Genzyme (GENZ) – Genzyme is the product partner on ISIS pharmaceutical’s most promising drug – Mipomersen – a cholesterol reducing drug for familial hereditary hypercholersterolemia. Genzyme focuses on developing drugs for rare diseases (those most likely caused by hereditary genetic issues). And, due to the fact that most of its drugs have smaller patient pools, the Company must look outside of its own R&D capacity for growth. Thus, Genzyme has taken the approach of many other large pharmaceuticals in helping to provide financing and late stage support to drugs being developed by smaller, less well-capitalized firms (i.e. ISIS). The Company currently has 20 “named” pharmaceuticals in the market and over 20 more in various stages of development. The Company had revenue of nearly $5 billion and EBITDA of $1.2 billion in over the last year.

Big Pharma
Traditional pharmaceutical developers are fast realizing that the well of historical pharmaceutical research methods is running dry. In 2010, upwards of 15% of patented drug revenue will be put at risk as patents expire and there are few mature drugs in development to replace them.  As a result, these companies must begin to look elsewhere and have since made large investments in their own biotech R&D, partnered with up and coming small firms, or outright purchased a big name player in the industry. Big pharma remains flush with cash, something much needed for the drug discovery business, and has the experience necessary to help small companies expedite drug trials. As a result, they’re in prime position to make sure they retain their spot as top dog in the pharma world. To me, the best pharmaceutical businesses are the ones who are already looking ahead rather than trying to find ways to change the chemical configuration to their old drugs and repackage them as new ones (*cough* Nexium *cough*) or inventing medically unexplained phenomena to fix (*cough* Fibromyalgia/Lyrica *cough*).

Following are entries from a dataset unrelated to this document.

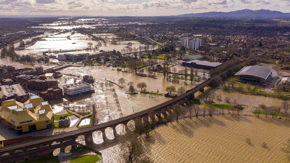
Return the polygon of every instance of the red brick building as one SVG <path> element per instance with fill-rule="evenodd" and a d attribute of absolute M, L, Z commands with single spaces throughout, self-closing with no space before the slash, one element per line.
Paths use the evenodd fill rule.
<path fill-rule="evenodd" d="M 45 101 L 55 100 L 63 97 L 62 89 L 58 87 L 40 91 L 39 94 Z"/>

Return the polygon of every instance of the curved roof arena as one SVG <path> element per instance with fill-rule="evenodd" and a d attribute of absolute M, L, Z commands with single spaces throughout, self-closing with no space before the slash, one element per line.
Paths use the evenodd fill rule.
<path fill-rule="evenodd" d="M 262 66 L 246 66 L 235 74 L 252 75 L 266 79 L 271 74 L 272 70 Z"/>

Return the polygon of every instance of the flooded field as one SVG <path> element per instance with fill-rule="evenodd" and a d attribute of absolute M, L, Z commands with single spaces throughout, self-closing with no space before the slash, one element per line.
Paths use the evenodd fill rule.
<path fill-rule="evenodd" d="M 114 70 L 113 71 L 112 69 Z M 77 82 L 80 81 L 84 75 L 88 75 L 93 76 L 95 79 L 94 94 L 73 98 L 66 98 L 66 99 L 74 105 L 86 105 L 90 103 L 95 102 L 97 106 L 96 117 L 100 119 L 100 123 L 144 110 L 171 99 L 163 95 L 149 97 L 149 95 L 147 94 L 126 94 L 127 90 L 129 88 L 127 83 L 129 82 L 133 83 L 134 87 L 138 91 L 141 91 L 141 89 L 137 88 L 137 83 L 144 82 L 147 84 L 146 91 L 156 92 L 158 90 L 160 93 L 163 94 L 167 93 L 165 90 L 166 87 L 171 85 L 175 86 L 176 88 L 183 86 L 187 90 L 193 87 L 189 84 L 185 85 L 182 83 L 179 84 L 174 83 L 166 81 L 163 76 L 159 75 L 157 75 L 156 79 L 140 77 L 131 73 L 118 72 L 116 68 L 111 67 L 86 66 L 80 69 L 71 67 L 62 70 L 60 72 L 62 74 L 70 75 L 64 75 L 58 79 L 59 83 L 59 86 L 61 88 L 64 85 L 73 83 L 75 77 L 71 75 L 80 76 L 81 77 L 79 79 L 77 79 Z M 123 85 L 123 88 L 115 85 L 111 88 L 104 87 L 102 89 L 100 86 L 101 83 L 105 83 L 106 80 L 118 83 L 118 80 L 121 78 L 124 78 L 126 82 L 126 83 Z M 113 88 L 116 90 L 121 110 L 117 107 L 116 99 L 112 91 Z"/>
<path fill-rule="evenodd" d="M 88 48 L 88 44 L 92 42 L 93 45 L 92 46 L 93 49 L 89 53 L 92 53 L 94 51 L 93 49 L 95 45 L 97 45 L 98 43 L 101 42 L 102 45 L 99 46 L 99 49 L 97 51 L 101 50 L 105 51 L 112 51 L 115 49 L 116 51 L 121 51 L 122 49 L 126 50 L 126 45 L 129 42 L 132 43 L 131 48 L 138 48 L 139 46 L 144 47 L 145 45 L 141 44 L 140 42 L 135 41 L 118 41 L 115 44 L 110 43 L 112 41 L 111 39 L 116 38 L 116 36 L 110 35 L 108 36 L 98 36 L 103 39 L 107 39 L 106 40 L 108 42 L 107 44 L 104 44 L 104 41 L 100 40 L 95 41 L 92 40 L 91 38 L 88 36 L 80 33 L 75 33 L 72 34 L 70 32 L 64 34 L 55 34 L 51 36 L 42 35 L 42 37 L 45 37 L 41 40 L 36 42 L 33 45 L 28 47 L 26 47 L 24 50 L 16 51 L 18 54 L 21 56 L 28 54 L 30 53 L 35 53 L 39 55 L 42 55 L 42 52 L 47 51 L 50 50 L 60 51 L 61 50 L 75 50 L 76 51 L 84 50 Z M 31 38 L 27 39 L 25 40 L 30 40 Z M 18 46 L 19 43 L 16 43 L 15 45 Z"/>
<path fill-rule="evenodd" d="M 222 95 L 223 101 L 220 102 L 221 104 L 229 104 L 224 99 L 226 97 L 228 97 L 231 99 L 229 102 L 230 104 L 232 105 L 235 100 L 237 103 L 243 105 L 245 109 L 243 111 L 243 114 L 247 114 L 252 115 L 252 112 L 254 110 L 254 108 L 259 107 L 260 104 L 263 104 L 268 107 L 280 106 L 283 101 L 277 98 L 245 94 L 239 92 L 228 93 L 221 89 L 217 90 L 215 93 L 217 94 L 220 94 Z"/>
<path fill-rule="evenodd" d="M 290 122 L 278 119 L 243 116 L 186 118 L 151 132 L 144 156 L 153 162 L 288 162 L 281 148 L 289 134 Z M 123 162 L 119 145 L 106 144 L 96 147 L 106 148 L 100 151 L 103 162 Z"/>

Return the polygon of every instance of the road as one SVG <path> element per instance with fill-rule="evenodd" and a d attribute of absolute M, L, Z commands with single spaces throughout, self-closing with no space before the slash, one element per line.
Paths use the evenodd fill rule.
<path fill-rule="evenodd" d="M 217 75 L 212 77 L 209 79 L 207 80 L 202 82 L 194 88 L 187 91 L 185 93 L 177 96 L 176 98 L 167 101 L 163 103 L 152 107 L 122 118 L 97 124 L 95 126 L 87 128 L 73 131 L 59 135 L 50 136 L 44 138 L 32 140 L 30 142 L 23 143 L 20 143 L 19 144 L 14 144 L 10 146 L 4 147 L 0 148 L 0 152 L 7 151 L 9 150 L 13 149 L 15 148 L 20 148 L 29 145 L 33 145 L 38 143 L 43 143 L 48 141 L 54 141 L 61 138 L 67 137 L 73 135 L 77 135 L 88 132 L 97 131 L 98 129 L 101 129 L 106 128 L 110 126 L 116 124 L 120 124 L 122 122 L 129 121 L 134 118 L 141 116 L 146 114 L 148 114 L 152 111 L 154 111 L 155 110 L 157 110 L 160 108 L 163 108 L 167 106 L 170 105 L 171 104 L 174 104 L 176 102 L 182 100 L 184 98 L 190 95 L 191 94 L 194 94 L 197 92 L 201 89 L 203 88 L 209 84 L 215 79 L 220 77 L 222 75 L 226 73 L 228 71 L 228 70 L 245 63 L 249 59 L 248 58 L 242 62 L 237 64 L 228 68 L 227 69 L 222 72 L 219 74 Z"/>

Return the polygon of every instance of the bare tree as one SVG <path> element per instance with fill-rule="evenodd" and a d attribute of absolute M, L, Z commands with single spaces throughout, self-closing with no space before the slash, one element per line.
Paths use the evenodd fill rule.
<path fill-rule="evenodd" d="M 198 84 L 199 84 L 199 82 L 201 81 L 201 77 L 200 76 L 198 77 L 197 78 L 196 78 L 196 81 L 197 82 Z"/>
<path fill-rule="evenodd" d="M 192 113 L 192 111 L 193 110 L 193 108 L 192 107 L 190 107 L 188 108 L 188 112 L 189 112 L 189 118 L 191 119 L 191 114 Z"/>
<path fill-rule="evenodd" d="M 275 106 L 270 107 L 269 108 L 269 110 L 270 114 L 272 115 L 272 118 L 274 118 L 274 116 L 276 115 L 277 112 L 277 108 Z"/>
<path fill-rule="evenodd" d="M 215 97 L 215 99 L 218 102 L 218 103 L 220 103 L 220 102 L 223 101 L 223 98 L 222 97 L 221 94 L 220 94 L 217 95 Z"/>
<path fill-rule="evenodd" d="M 113 83 L 112 83 L 110 82 L 109 82 L 109 86 L 110 87 L 110 89 L 111 89 L 111 88 L 114 85 L 113 85 Z"/>
<path fill-rule="evenodd" d="M 147 85 L 144 82 L 138 83 L 137 84 L 137 87 L 141 89 L 141 91 L 143 91 L 143 88 L 147 88 Z"/>
<path fill-rule="evenodd" d="M 126 82 L 125 81 L 125 79 L 124 78 L 120 78 L 119 79 L 119 80 L 118 81 L 119 84 L 121 84 L 121 86 L 123 86 L 123 84 L 125 84 L 126 83 Z"/>
<path fill-rule="evenodd" d="M 284 109 L 284 113 L 287 113 L 288 109 L 290 107 L 289 102 L 287 101 L 283 101 L 281 103 L 281 107 Z"/>
<path fill-rule="evenodd" d="M 179 104 L 176 104 L 173 106 L 173 111 L 176 115 L 176 121 L 178 121 L 178 117 L 181 112 L 181 108 Z"/>
<path fill-rule="evenodd" d="M 129 82 L 128 83 L 128 85 L 130 86 L 133 86 L 134 83 L 132 82 Z"/>
<path fill-rule="evenodd" d="M 185 89 L 183 86 L 181 86 L 177 89 L 177 93 L 179 95 L 181 95 L 183 94 L 185 91 Z"/>
<path fill-rule="evenodd" d="M 186 114 L 187 110 L 185 108 L 182 107 L 181 109 L 181 113 L 182 114 L 182 116 L 183 117 L 183 120 L 184 120 L 184 118 L 185 118 L 185 114 Z"/>
<path fill-rule="evenodd" d="M 185 79 L 185 81 L 186 81 L 186 79 L 187 79 L 187 75 L 188 75 L 188 72 L 187 70 L 187 67 L 185 67 L 185 68 L 184 69 L 184 78 Z"/>
<path fill-rule="evenodd" d="M 213 102 L 213 100 L 216 97 L 217 94 L 215 93 L 213 93 L 210 94 L 209 95 L 209 99 L 210 99 L 211 102 Z"/>
<path fill-rule="evenodd" d="M 121 137 L 121 156 L 126 162 L 133 163 L 138 162 L 141 160 L 144 148 L 141 139 L 138 138 L 138 136 L 136 133 L 130 131 Z"/>
<path fill-rule="evenodd" d="M 172 92 L 175 92 L 176 91 L 175 89 L 175 87 L 174 86 L 170 86 L 166 87 L 165 90 L 169 92 L 169 93 L 171 94 Z"/>
<path fill-rule="evenodd" d="M 207 112 L 208 113 L 210 117 L 211 117 L 212 115 L 212 114 L 215 112 L 215 110 L 213 106 L 211 104 L 208 105 L 207 110 Z"/>
<path fill-rule="evenodd" d="M 196 105 L 196 106 L 195 106 L 194 107 L 194 112 L 195 113 L 195 116 L 196 116 L 196 118 L 198 116 L 198 113 L 199 113 L 199 111 L 200 110 L 200 108 L 199 107 L 199 105 Z"/>
<path fill-rule="evenodd" d="M 194 74 L 193 72 L 193 69 L 192 68 L 190 68 L 190 82 L 191 82 L 191 84 L 192 84 L 192 82 L 193 81 L 193 80 L 194 79 Z"/>
<path fill-rule="evenodd" d="M 237 81 L 236 80 L 236 79 L 233 78 L 230 80 L 229 82 L 230 85 L 231 86 L 231 88 L 233 88 L 237 83 Z"/>

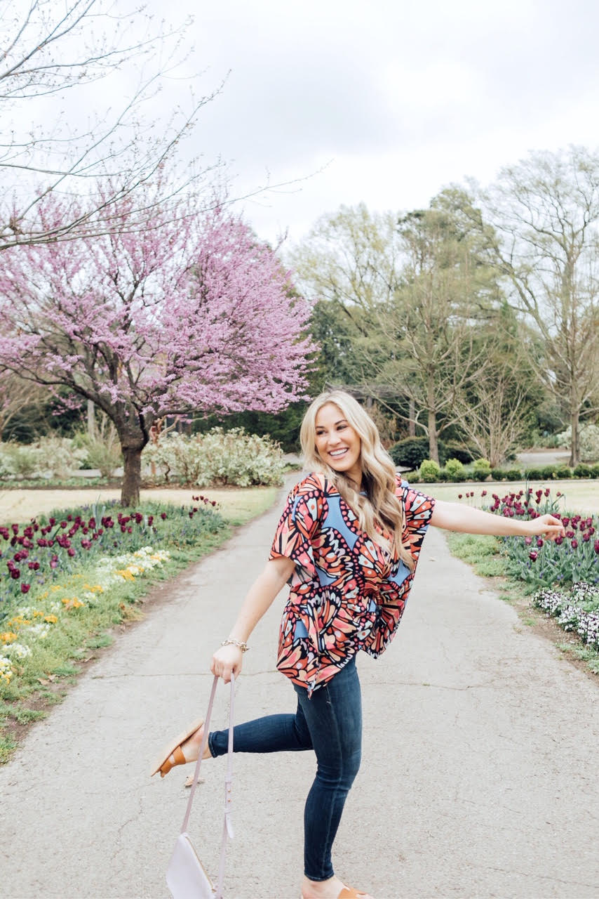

Abbott Labs (ABT) – Abbot is a large life sciences conglomerate which makes everything from medical devices to lab diagnostics to pharmaceuticals. The Company actually purchased ISIS Pharmaceuticals’ diagnostic equipment business in order to grow into the market for genetic diagnostics. Moreover, the Company has been aggressively investing in its own biotech and genetic therapies capabilities in order to expand its pipeline as it faces patent expirations in the coming few years.

Novartis (NVS) - With annual sales in excess of $40 billion, Novartis’ revenues nearly matches even the largest of the aformentioned biotech firms’ market caps. Novartis has embraced its position as a large scale pharmaceuticals manufacturer and has invested in capabilities to manufacture biopharmaceuticals. Using its balance sheet and worldwide reach, the Company is highly active in finding and partnering with small drug discovery firms and, as a result, boasts one of the industry’s largest drug pipelines.

Roche Pharmaceuticals (RHHBY) – This one actually trades OTC which may make it difficult to get a hold of. Roche is a subsidiary of one of Switzerland’s largest life sciences conglomerates and has made my list in order to provide an example of how big pharma is likely to eventually play a role in biotech investing. Roche purchased Genentech earlier this year for $95/share, a significant premium as the stock traded in the 70s prior to its first bid in July 2008. Roche is now a biotech and traditional pharma powerhouse having purchased Genentech and its blockbuster drug, Avastin. It’s likely that as old-line pharmaceutical companies begin to feel the pinch from expiring patents in the next few years, you will see even more blockbuster deals for established (and unestablished) biotech firms as the old timers try to catch up and shore up their pipelines.

Full Disclosure: Author is long shares of ISIS. No positions in any of the other stocks mentioned.